Actuellement, l’examen du sommeil en laboratoire nocturne est l’outil de diagnostic et de recherche le plus couramment utilisé. Les patients y sont surveillés toute la nuit, tandis que des machines enregistrent leurs ondes cérébrales, leurs mouvements oculaires, leur tonus musculaire, leur fréquence cardiaque, leur respiration et leur activité des jambes. Ces études génèrent d’importants volumes de données que les spécialistes doivent analyser minutieusement pour identifier les tendances et les anomalies. Cependant, un seul test ne représente qu’une seule nuit, souvent passée dans un environnement inhabituel.
Parallèlement, de plus en plus d’Américains utilisent des bagues, des bracelets connectés et d’autres dispositifs portables pour suivre leur sommeil à domicile.
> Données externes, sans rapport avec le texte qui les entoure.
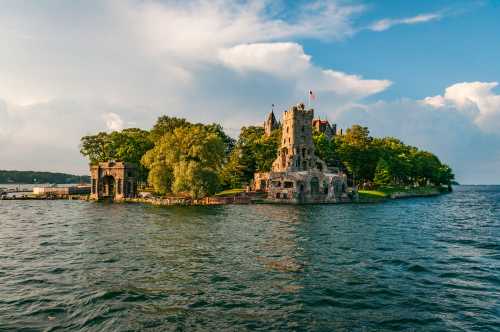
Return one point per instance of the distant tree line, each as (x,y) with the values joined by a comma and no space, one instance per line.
(33,177)
(180,157)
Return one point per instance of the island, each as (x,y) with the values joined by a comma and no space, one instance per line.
(300,159)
Ces appareils fournissent des informations quotidiennes sur la durée et la qualité du sommeil, mais ne permettent pas d’établir un diagnostic.
L’IA générative pourrait combler le fossé entre la précision des laboratoires du sommeil et la commodité des dispositifs portables.
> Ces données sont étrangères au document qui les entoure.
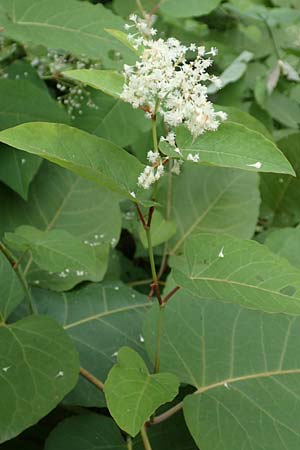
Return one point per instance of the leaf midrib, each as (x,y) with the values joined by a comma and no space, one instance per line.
(104,314)
(240,283)
(253,376)
(61,27)
(203,215)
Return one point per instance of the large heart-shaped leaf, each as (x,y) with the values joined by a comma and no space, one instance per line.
(232,145)
(11,293)
(280,193)
(38,367)
(237,271)
(61,255)
(210,199)
(112,119)
(60,199)
(22,101)
(74,26)
(94,431)
(100,318)
(86,432)
(133,394)
(86,155)
(243,363)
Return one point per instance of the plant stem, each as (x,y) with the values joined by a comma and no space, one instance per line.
(14,263)
(92,379)
(154,134)
(170,294)
(158,337)
(274,43)
(129,443)
(151,256)
(140,8)
(154,129)
(145,439)
(166,415)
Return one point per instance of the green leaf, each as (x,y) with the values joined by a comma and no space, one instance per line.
(112,119)
(161,230)
(285,242)
(94,431)
(86,155)
(234,71)
(39,366)
(176,8)
(232,145)
(133,394)
(61,255)
(22,101)
(86,432)
(100,318)
(74,26)
(125,7)
(244,365)
(211,199)
(60,199)
(11,293)
(280,194)
(238,116)
(236,271)
(108,81)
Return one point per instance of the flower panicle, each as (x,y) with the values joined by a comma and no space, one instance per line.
(164,75)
Une transformation en trois étapes
Selon le Dr Pearl, la transformation de la médecine du sommeil par l’IA générative se déroulera en trois phases :
- À court terme : des études du sommeil plus intelligentes. Les cliniciens utiliseront l’IA générative pour faciliter l’interprétation des données des laboratoires du sommeil, à l’instar de la manière dont les cardiologues utilisent déjà ces outils pour analyser les électrocardiogrammes (ECG).
- À moyen terme : diagnostic à domicile. En combinant l’analyse visuelle, auditive et textuelle, l’IA générative permettra des évaluations précises et peu coûteuses du sommeil à domicile, grâce à des capteurs discrets mesurant l’oxygène dans le sang, le pouls et la pression artérielle.
- À long terme : faire progresser la science du sommeil. L’IA générative analysera des ensembles de données massifs pour identifier des relations subtiles invisibles à l’œil humain, et permettra de simuler des interventions et de tester des hypothèses à moindre coût.
« Il ne s’agit plus de savoir si l’IA générative va transformer la médecine du sommeil, mais quand cela arrivera », a déclaré le Dr Pearl lors de la conférence de Texas. « Les outils qui émergent actuellement élargiront l’accès aux soins, accéléreront la découverte et permettront aux cliniciens et aux patients d’obtenir un sommeil plus sain et plus réparateur. »
Le Dr Pearl a remercié Steve Van Hout, Thomas Heffron et Erin Levine de l’American Academy of Sleep Medicine pour l’opportunité de partager ses idées, ainsi que le Dr Azizi Seixas pour son introduction et ses questions pertinentes.